Giving Marketing a Bad Name

Last week I received an email from a manufacturer of car racks. (I had purchased one of their products last year.) The email invited me to participate in a customer survey. I figured, “Hey, why not?” So I clicked on the link and started the survey. What an embarrassment!

The survey was devoted to a prospective redesign of their product. Nothing substantial was proposed in the redesign, just color and logo changes.  But the questions read like a parody of bad marketing.

Douglas Adams, in his book The Restaurant at the End of the Universe, maroons a space ship full of time-traveling marketers on prehistoric Earth. This bumbling crew sits around a campfire trying to re-invent the wheel. After a number of unsuccessful attempts, one marketer blurts out, “”Well, if you think it’s so @%$@^$ easy, what color do you think it should be?”

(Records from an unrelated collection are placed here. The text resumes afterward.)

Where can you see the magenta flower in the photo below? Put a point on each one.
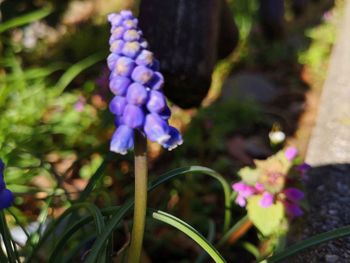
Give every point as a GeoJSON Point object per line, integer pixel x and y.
{"type": "Point", "coordinates": [267, 199]}
{"type": "Point", "coordinates": [291, 153]}
{"type": "Point", "coordinates": [293, 194]}
{"type": "Point", "coordinates": [135, 80]}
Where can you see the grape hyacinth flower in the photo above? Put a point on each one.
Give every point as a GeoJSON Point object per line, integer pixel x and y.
{"type": "Point", "coordinates": [139, 102]}
{"type": "Point", "coordinates": [6, 196]}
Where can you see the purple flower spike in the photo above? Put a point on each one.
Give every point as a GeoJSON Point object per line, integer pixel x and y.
{"type": "Point", "coordinates": [117, 105]}
{"type": "Point", "coordinates": [157, 81]}
{"type": "Point", "coordinates": [156, 129]}
{"type": "Point", "coordinates": [137, 94]}
{"type": "Point", "coordinates": [133, 116]}
{"type": "Point", "coordinates": [145, 58]}
{"type": "Point", "coordinates": [117, 34]}
{"type": "Point", "coordinates": [291, 153]}
{"type": "Point", "coordinates": [124, 66]}
{"type": "Point", "coordinates": [130, 23]}
{"type": "Point", "coordinates": [118, 85]}
{"type": "Point", "coordinates": [266, 200]}
{"type": "Point", "coordinates": [6, 196]}
{"type": "Point", "coordinates": [165, 114]}
{"type": "Point", "coordinates": [131, 49]}
{"type": "Point", "coordinates": [117, 46]}
{"type": "Point", "coordinates": [142, 74]}
{"type": "Point", "coordinates": [174, 140]}
{"type": "Point", "coordinates": [112, 60]}
{"type": "Point", "coordinates": [131, 35]}
{"type": "Point", "coordinates": [156, 102]}
{"type": "Point", "coordinates": [122, 140]}
{"type": "Point", "coordinates": [293, 194]}
{"type": "Point", "coordinates": [136, 81]}
{"type": "Point", "coordinates": [115, 19]}
{"type": "Point", "coordinates": [2, 167]}
{"type": "Point", "coordinates": [155, 65]}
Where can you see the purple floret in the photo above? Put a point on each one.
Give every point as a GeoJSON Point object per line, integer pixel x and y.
{"type": "Point", "coordinates": [136, 82]}
{"type": "Point", "coordinates": [6, 196]}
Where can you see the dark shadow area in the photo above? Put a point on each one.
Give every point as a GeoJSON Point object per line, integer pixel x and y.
{"type": "Point", "coordinates": [328, 201]}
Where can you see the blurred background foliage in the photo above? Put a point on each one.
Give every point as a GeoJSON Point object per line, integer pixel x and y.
{"type": "Point", "coordinates": [55, 126]}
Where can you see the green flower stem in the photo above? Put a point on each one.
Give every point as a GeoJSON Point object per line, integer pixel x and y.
{"type": "Point", "coordinates": [141, 173]}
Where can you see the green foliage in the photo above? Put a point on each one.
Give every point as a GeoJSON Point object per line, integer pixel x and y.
{"type": "Point", "coordinates": [267, 220]}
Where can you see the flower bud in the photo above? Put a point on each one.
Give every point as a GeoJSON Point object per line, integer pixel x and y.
{"type": "Point", "coordinates": [133, 116]}
{"type": "Point", "coordinates": [117, 105]}
{"type": "Point", "coordinates": [142, 74]}
{"type": "Point", "coordinates": [118, 85]}
{"type": "Point", "coordinates": [137, 94]}
{"type": "Point", "coordinates": [124, 66]}
{"type": "Point", "coordinates": [156, 102]}
{"type": "Point", "coordinates": [122, 140]}
{"type": "Point", "coordinates": [156, 129]}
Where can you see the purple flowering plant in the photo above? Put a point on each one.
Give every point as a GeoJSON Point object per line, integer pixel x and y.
{"type": "Point", "coordinates": [139, 104]}
{"type": "Point", "coordinates": [272, 187]}
{"type": "Point", "coordinates": [6, 196]}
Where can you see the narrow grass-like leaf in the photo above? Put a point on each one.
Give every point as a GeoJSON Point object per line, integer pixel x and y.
{"type": "Point", "coordinates": [117, 217]}
{"type": "Point", "coordinates": [232, 230]}
{"type": "Point", "coordinates": [25, 19]}
{"type": "Point", "coordinates": [7, 239]}
{"type": "Point", "coordinates": [211, 235]}
{"type": "Point", "coordinates": [51, 228]}
{"type": "Point", "coordinates": [76, 226]}
{"type": "Point", "coordinates": [310, 242]}
{"type": "Point", "coordinates": [75, 70]}
{"type": "Point", "coordinates": [190, 232]}
{"type": "Point", "coordinates": [201, 170]}
{"type": "Point", "coordinates": [99, 222]}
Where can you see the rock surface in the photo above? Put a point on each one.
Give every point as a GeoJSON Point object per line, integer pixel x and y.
{"type": "Point", "coordinates": [328, 183]}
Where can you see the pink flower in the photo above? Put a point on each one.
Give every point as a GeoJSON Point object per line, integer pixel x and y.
{"type": "Point", "coordinates": [293, 194]}
{"type": "Point", "coordinates": [291, 153]}
{"type": "Point", "coordinates": [293, 209]}
{"type": "Point", "coordinates": [266, 200]}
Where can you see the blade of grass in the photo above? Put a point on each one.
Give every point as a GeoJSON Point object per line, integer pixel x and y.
{"type": "Point", "coordinates": [75, 70]}
{"type": "Point", "coordinates": [116, 218]}
{"type": "Point", "coordinates": [211, 235]}
{"type": "Point", "coordinates": [235, 228]}
{"type": "Point", "coordinates": [190, 232]}
{"type": "Point", "coordinates": [6, 238]}
{"type": "Point", "coordinates": [25, 19]}
{"type": "Point", "coordinates": [74, 228]}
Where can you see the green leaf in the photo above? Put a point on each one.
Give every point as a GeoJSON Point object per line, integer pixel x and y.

Unfortunately, the marketing survey I was invited to participate in seemed to be designed by the same crew of inept marketers. The survey was full of questions about my attitude toward different prospective colors of car racks. But the questions were solely directed toward my emotional response to the colors. I kept thinking that black (their standard color) was good because it coordinated with almost any car color. On the other hand, their proposed colors were less satisfactory because they would clash with my current car and with most any car I was likely ever to buy. But apparently the marketer who designed the survey didn’t care about such opinions. There were no choices in this multiple-choice test to communicate opinions like,  “What I want most is a rack whose color won’t clash with my car! Black works just fine, thank you!”

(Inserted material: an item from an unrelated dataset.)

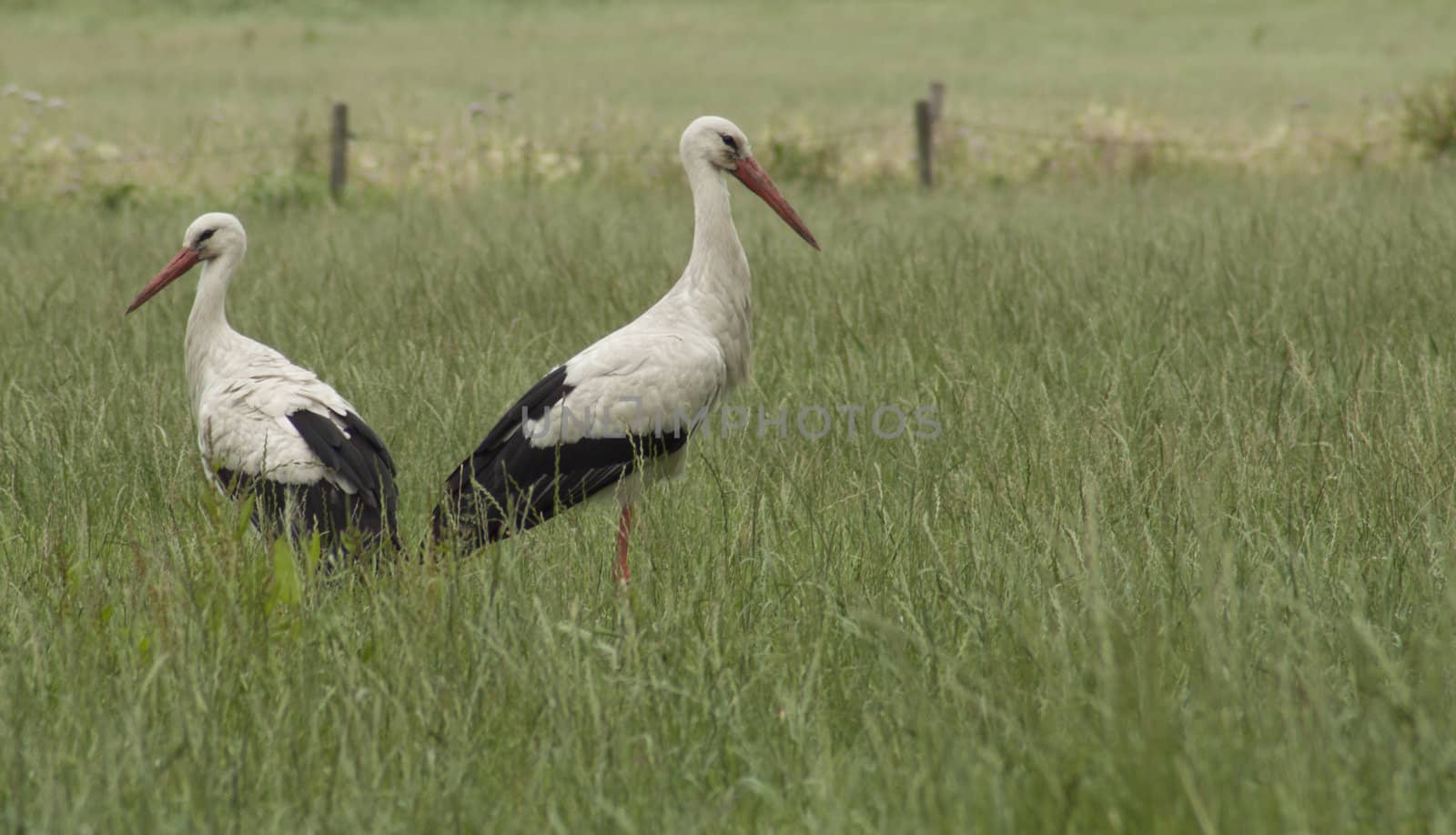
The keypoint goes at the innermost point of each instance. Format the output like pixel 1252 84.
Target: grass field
pixel 1178 558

There were similar questions about prospective new versions of the company logo. There were questions about changing the color of the graphics, placement of the graphics and the graphic style.

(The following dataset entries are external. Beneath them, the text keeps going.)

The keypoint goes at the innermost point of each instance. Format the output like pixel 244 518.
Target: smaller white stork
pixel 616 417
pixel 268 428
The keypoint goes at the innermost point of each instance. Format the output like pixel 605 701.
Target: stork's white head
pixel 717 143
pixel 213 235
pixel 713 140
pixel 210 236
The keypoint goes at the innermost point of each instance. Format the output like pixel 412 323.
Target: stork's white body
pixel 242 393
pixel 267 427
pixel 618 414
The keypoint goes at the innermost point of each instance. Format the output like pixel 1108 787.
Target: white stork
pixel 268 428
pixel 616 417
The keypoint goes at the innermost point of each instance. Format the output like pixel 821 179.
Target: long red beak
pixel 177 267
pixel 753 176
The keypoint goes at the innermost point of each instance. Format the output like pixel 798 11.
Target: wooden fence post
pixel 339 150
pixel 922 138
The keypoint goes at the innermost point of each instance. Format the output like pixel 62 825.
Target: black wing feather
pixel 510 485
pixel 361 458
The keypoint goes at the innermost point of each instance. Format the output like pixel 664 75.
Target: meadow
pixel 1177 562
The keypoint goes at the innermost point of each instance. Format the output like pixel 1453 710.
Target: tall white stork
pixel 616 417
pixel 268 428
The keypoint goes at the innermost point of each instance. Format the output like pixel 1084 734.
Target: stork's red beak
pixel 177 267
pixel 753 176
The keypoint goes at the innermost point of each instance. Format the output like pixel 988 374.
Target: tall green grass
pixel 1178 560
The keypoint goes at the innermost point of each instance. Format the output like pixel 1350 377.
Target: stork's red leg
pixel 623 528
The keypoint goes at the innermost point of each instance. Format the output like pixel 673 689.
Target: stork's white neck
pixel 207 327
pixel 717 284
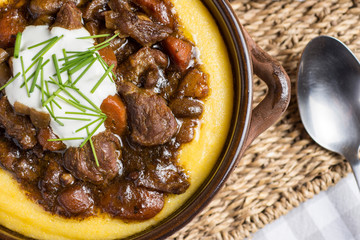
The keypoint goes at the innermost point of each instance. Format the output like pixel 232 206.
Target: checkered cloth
pixel 331 215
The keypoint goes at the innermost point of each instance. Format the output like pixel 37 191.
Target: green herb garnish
pixel 94 36
pixel 24 75
pixel 10 81
pixel 36 74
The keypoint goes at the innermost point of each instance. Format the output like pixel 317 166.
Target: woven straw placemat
pixel 283 167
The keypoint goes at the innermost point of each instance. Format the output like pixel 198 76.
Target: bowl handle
pixel 269 110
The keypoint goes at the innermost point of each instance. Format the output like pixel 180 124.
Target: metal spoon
pixel 328 93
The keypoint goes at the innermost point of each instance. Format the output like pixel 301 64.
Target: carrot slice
pixel 180 51
pixel 46 133
pixel 115 111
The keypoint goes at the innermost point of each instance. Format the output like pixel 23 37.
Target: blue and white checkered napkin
pixel 331 215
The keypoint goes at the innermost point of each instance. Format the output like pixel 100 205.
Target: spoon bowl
pixel 328 93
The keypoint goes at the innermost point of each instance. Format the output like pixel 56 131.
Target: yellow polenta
pixel 22 215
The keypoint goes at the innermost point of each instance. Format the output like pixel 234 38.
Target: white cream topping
pixel 36 34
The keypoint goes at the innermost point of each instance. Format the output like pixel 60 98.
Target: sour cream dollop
pixel 70 41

But there was no place on the questionnaire to say what I wanted to say: “I like black. It goes with anything. I don’t care about your logo. We’re not talking designer clothing here. What I want is a nice strong rack that’s not too ugly at a fair price.” I had to put my comments in the “Other” category, where I’m sure they won’t get tallied in any meaningful fashion.

What does this say about marketing survey techniques?

First, we need to be careful to address the issues that are most important to a product’s success — not irrelevant fluff. Emotional responses to colors may be meaningful to some product categories, but probably not car racks. People are going to buy car racks for pragmatic reasons: they carry the stuff that needs to be carried; they are sturdy enough to hold the necessary items safely; they are easy to load and unload; they don’t damage the car; they should look utilitarian but not unduly ugly.

Second, if we truly want customer feedback (as opposed to a contrived justification of our preconceived marketing ideas), we need to be very careful about questionnaire design. Questions should not “lead the witness” or artificially restrict the range of possible answers.

And third, this experience tells me that there are so-called marketers out there who give the rest of us a bad name. Whoever designed this company’s survey pulled the wool over someone’s eyes. They were probably paid a lot of money to get answers to questions that didn’t need answers, and they ignored urgent questions that did need answers.

Let’s try to demonstrate better value for our clients, shall we?